A data warehouse is a database built to hold integrated, historical data drawn together from many operational source systems so that it can be analyzed and reported on. Unlike a transactional database, which is tuned for processing many small reads and writes as business happens, a warehouse is tuned for large aggregate queries that scan history to answer questions about the business. It is the home of business intelligence and reporting.
The modern discipline of data warehousing was shaped in the 1990s by two influential practitioners. Ralph Kimball and the Kimball Group promoted dimensional modeling and an incremental delivery method; the Kimball Group describes the goal as to “iteratively develop the DW/BI environment in manageable lifecycle increments rather than attempting a galactic Big Bang approach.” Bill Inmon, separately, advocated a more centralized, normalized enterprise warehouse. The two schools of thought defined much of the field’s vocabulary.

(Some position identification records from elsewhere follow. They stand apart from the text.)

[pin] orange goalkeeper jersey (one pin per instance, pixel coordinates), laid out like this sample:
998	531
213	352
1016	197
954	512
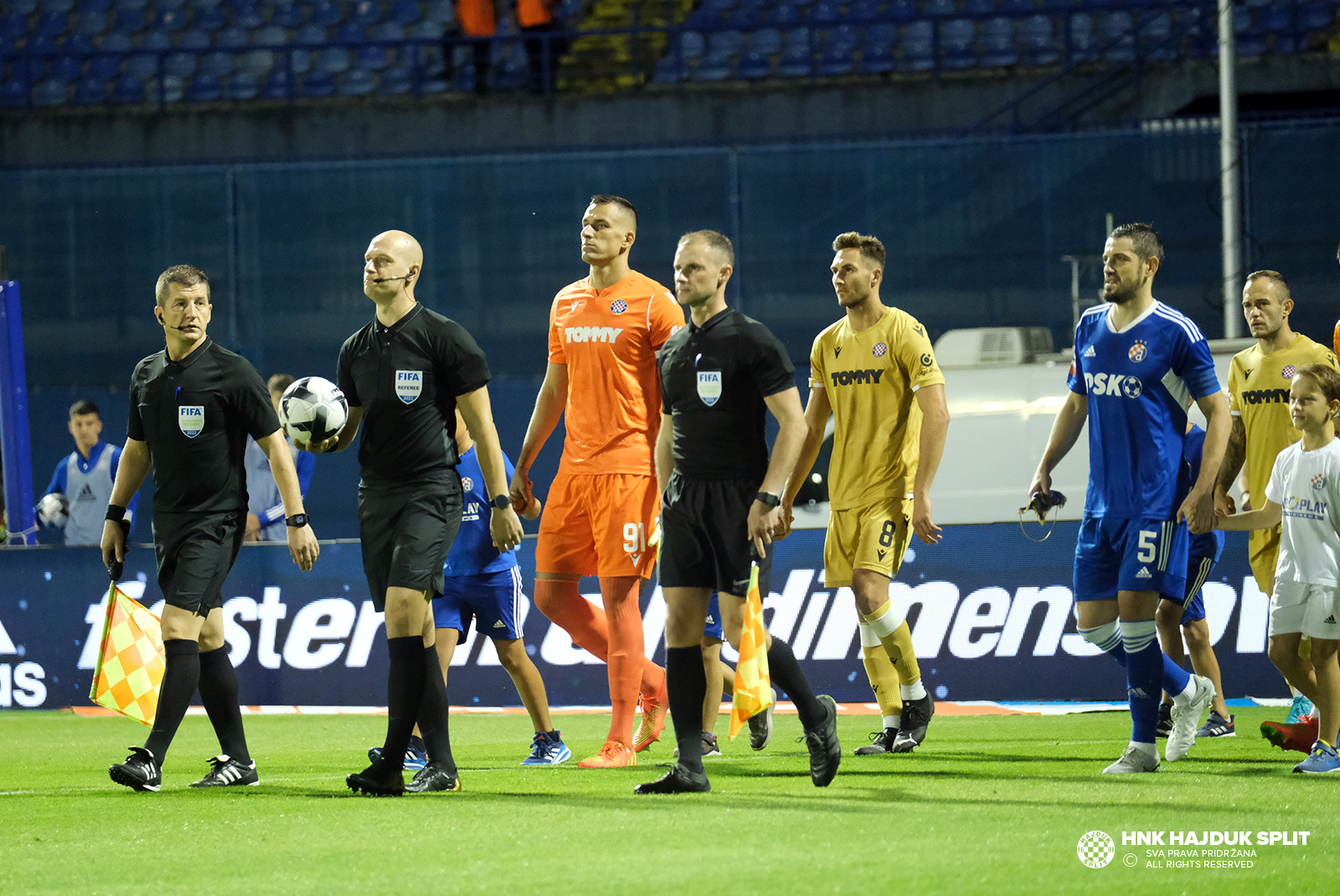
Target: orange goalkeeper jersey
609	341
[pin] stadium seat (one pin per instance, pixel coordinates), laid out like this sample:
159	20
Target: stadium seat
404	13
796	58
1038	40
50	93
204	89
918	47
127	91
998	43
90	91
326	13
319	83
90	22
956	42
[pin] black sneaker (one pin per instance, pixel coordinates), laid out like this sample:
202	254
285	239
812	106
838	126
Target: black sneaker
915	721
140	770
433	779
824	749
760	725
1165	721
879	742
228	772
377	780
677	780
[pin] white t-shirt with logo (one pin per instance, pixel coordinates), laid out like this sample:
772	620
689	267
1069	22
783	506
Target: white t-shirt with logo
1306	487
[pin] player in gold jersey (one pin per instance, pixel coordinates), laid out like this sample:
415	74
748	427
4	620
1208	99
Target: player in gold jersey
1259	401
875	373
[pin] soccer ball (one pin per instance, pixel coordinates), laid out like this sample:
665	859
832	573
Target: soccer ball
312	410
54	511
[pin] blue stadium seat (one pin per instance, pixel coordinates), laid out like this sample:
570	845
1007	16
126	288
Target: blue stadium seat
241	86
248	16
956	42
366	13
319	83
918	47
171	20
51	24
90	91
404	13
50	93
90	22
1038	40
326	13
127	91
204	89
998	43
796	56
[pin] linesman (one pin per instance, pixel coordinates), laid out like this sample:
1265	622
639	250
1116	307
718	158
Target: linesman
192	408
723	500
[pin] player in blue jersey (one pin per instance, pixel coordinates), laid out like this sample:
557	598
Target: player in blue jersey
86	477
484	587
1138	366
1183	616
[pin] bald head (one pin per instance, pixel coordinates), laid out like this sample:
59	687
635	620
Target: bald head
390	265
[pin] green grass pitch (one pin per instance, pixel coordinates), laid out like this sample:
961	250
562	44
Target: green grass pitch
988	806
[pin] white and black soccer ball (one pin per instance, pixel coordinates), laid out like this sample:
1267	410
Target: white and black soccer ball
54	511
312	410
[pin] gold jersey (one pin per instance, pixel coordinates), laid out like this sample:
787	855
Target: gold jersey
1259	393
871	378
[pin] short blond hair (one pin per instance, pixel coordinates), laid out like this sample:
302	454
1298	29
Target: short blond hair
870	247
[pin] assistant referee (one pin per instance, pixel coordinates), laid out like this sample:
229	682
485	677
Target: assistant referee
405	374
719	378
192	408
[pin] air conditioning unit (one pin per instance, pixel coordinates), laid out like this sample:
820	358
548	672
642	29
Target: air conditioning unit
992	346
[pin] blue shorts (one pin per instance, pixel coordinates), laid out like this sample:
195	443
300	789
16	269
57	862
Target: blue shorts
1129	554
714	627
493	599
1193	603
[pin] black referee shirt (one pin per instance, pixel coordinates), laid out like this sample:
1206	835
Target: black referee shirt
194	415
714	384
406	378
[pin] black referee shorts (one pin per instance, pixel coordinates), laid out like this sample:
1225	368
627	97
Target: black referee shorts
705	538
194	554
406	532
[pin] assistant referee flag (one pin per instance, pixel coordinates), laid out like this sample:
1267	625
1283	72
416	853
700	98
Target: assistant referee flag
131	659
752	690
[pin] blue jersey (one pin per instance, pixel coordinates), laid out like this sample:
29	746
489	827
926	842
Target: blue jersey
1138	384
1209	544
473	552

One reason warehouses exist as a separate system is that analytical and transactional workloads conflict. Microsoft’s architecture guidance notes that running aggregate analytics directly against a transactional system is “very resource-intensive” and can “cause a slow-down by blocking other transactions,” so the common solution is to offload historical data “to other systems, such as a data mart or data warehouse.” Separating the two lets each be designed for its own job.
A warehouse is typically loaded on a schedule from source systems through an extract-transform-load pipeline, then queried by analysts and reporting tools. Cloud warehouses such as Snowflake, Amazon Redshift, and Google BigQuery have since carried the same idea onto elastic, pay-as-you-go infrastructure, often using columnar storage to make large scans fast.